I have not done one bit of number-crunching on this, but yes, we could vote to make McKalla Place a "venue project" where we could spend HOT revenue. That might be more amenable to the folks who were peeved enough to get Prop A onto the ballot, whose major gripe is with the de facto property tax break embedded in the MLS deal. As we all know by now, HOT revenue is other people's money, collected specifically to pay for tourist-friendly things. It's how Round Rock built Dell Diamond – an effort that, given the politics of the time, would have fallen completely flat if it had asked anything of the Williamson County taxpayer.
In this reality, that very same HOT revenue is instead being sought via the other Prop A to reinvent the Travis County Expo Center. Many communities own a facility like the Expo Center – something that's bigger and more "venue"-like than a multipurpose community center (or high school gym) while still being utilitarian and "public" – and feeding such places with local HOT revenue is not a stretch, though voting to make that possible (as we have recommended) does not make it mandatory.
When built, the Expo Center was way out in the country, which is no longer the case, although its biggest event is still Rodeo Austin, which is bankrolling the campaign. It would like to "energize the Expo" with a public-private partnership deal, like Dell Diamond, or McKalla Place, or H-E-B Center at Cedar Park (the private player there being the owner of the hockey team), or – never forget! – Circuit of the Americas. All of these places are funded with some bit of public investment; the policy question is whether they can deliver acceptable returns on that investment (over the long term, simultaneously, and in at least partial competition with each other).

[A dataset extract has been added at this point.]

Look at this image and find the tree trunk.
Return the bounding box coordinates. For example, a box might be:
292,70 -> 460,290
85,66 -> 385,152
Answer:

And Now We're Back to the Convention Center
As it happens, the Expo Center may be left out of this VIP club, because the city of Austin has also grabbed that very same revenue stream to help pay for an expensive new Convention Center. Where we last left that HOT mess, the mayor and the county judge were both very cross, but with the understanding that they'd hug it out eventually.
Prop B, if passed, might resolve this situation, or make it more complicated, or do nothing. A better question is whether, even if all three propositions fail and the city vacuums up every last stray dime of HOT revenue, Austin can truly afford the $1 billion-plus Convention Center of its dreams. Despite Prop B's detailed reallocation scheme for HOT funding, its proponents' best and strongest case is that a big-bang expansion – of a facility that we already know is a loss leader – is too risky and comes with unacceptably high opportunity costs.
To wit! Earlier this week, the Austin Business Journal reported that a Los Angeles firm is ready to buy out all the owners of Downtown's Railyard condos, for a price that would double the previous record for Downtown real estate per square foot, with skyscrapers (unencumbered by Capitol view corridors) in the offing. Now, the Convention Center expansion scenarios are still indefinite, but this deal could sure put a hitch in that giddyup. At the very least, it suggests the market is not sold on a convention-centric future for Downtown's southeast quadrant, not waiting for Austin to finalize its plans, and not willing to settle for the land-cost assumptions that undergird that $1 billion estimate.
Again, if we were actually voting up or down on a Convention Center project, this information would be relevant to this election. As it is, it's one more data point to keep in mind when we finally get around to making serious policy about Austin's economic drivers, destinations, and urban spaces. We haven't even started yet.